C'est pourquoi certains acteurs à l'instar d'Allianz France, de Generali France ou encore d'Aviva ont, par exemple, décidé de demander une structuration des contrats proposés contenant un minimum de 30% d'unités de compte (Sicav, FCP, SCPI...) pour les nouveaux investissements de plus de 100.000 euros. Des sommes investies qui permettent alors d'afficher un meilleur rendement mais dont le capital n'est plus alors garanti. Chez AG2R La Mondiale, André Renaudin indiquait récemment dans les colonnes du JDD imposer "entre 35% et 70% d'unités de compte aux épargnants souhaitant verser des montants significatifs sur leurs contrats".
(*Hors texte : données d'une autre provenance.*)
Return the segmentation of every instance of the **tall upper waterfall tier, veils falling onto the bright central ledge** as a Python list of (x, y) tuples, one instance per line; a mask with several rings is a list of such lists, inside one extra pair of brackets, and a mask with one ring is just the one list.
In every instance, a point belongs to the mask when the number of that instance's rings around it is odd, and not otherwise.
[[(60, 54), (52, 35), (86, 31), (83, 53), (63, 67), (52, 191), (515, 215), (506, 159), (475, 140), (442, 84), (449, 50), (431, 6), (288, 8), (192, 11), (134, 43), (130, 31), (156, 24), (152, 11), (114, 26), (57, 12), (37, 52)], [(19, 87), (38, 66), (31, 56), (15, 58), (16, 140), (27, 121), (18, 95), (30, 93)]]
Des épargnants toujours réfractaires au risque

Au regard de cette conjoncture et des récentes décisions prises par les assureurs, les épargnants redoutent de plus en plus que leurs économies ne se révèlent plus si bien conservées qu'auparavant. Mais la présidente de la Fédération française de l’assurance (FFA), Florence Lustman, invitée dans l'émission "12H L'Heure H" sur BFM Business mercredi, s'est voulue rassurante.

"D'abord, je voudrais affirmer de la façon la plus claire que les assureurs français – y compris en cette période de taux négatifs – sont éminemment solvables. C’est-à-dire qu'ils sont totalement en mesure d'honorer tous les engagements qu'ils ont contractés vis-à-vis des assurés que ce soit en assurance-vie ou en assurance dommage", explique-t-elle. Mais si les taux demeuraient négatifs, concède-t-elle, il est clair que les assureurs feraient en sorte de "s'adapter" et de "proposer d'autres types de contrats". Un chemin qu'Allianz France, Generali France et Aviva ont donc visiblement déjà choisi d'emprunter et une mue qui, si les taux restaient négatifs durant une longue période, pourrait sensiblement chambouler la façon d'épargner des Français et les pousser à prendre plus de risques. Ce qui, pour l'instant, n'est envisagé que par un petit quart des épargnants, selon un récent sondage.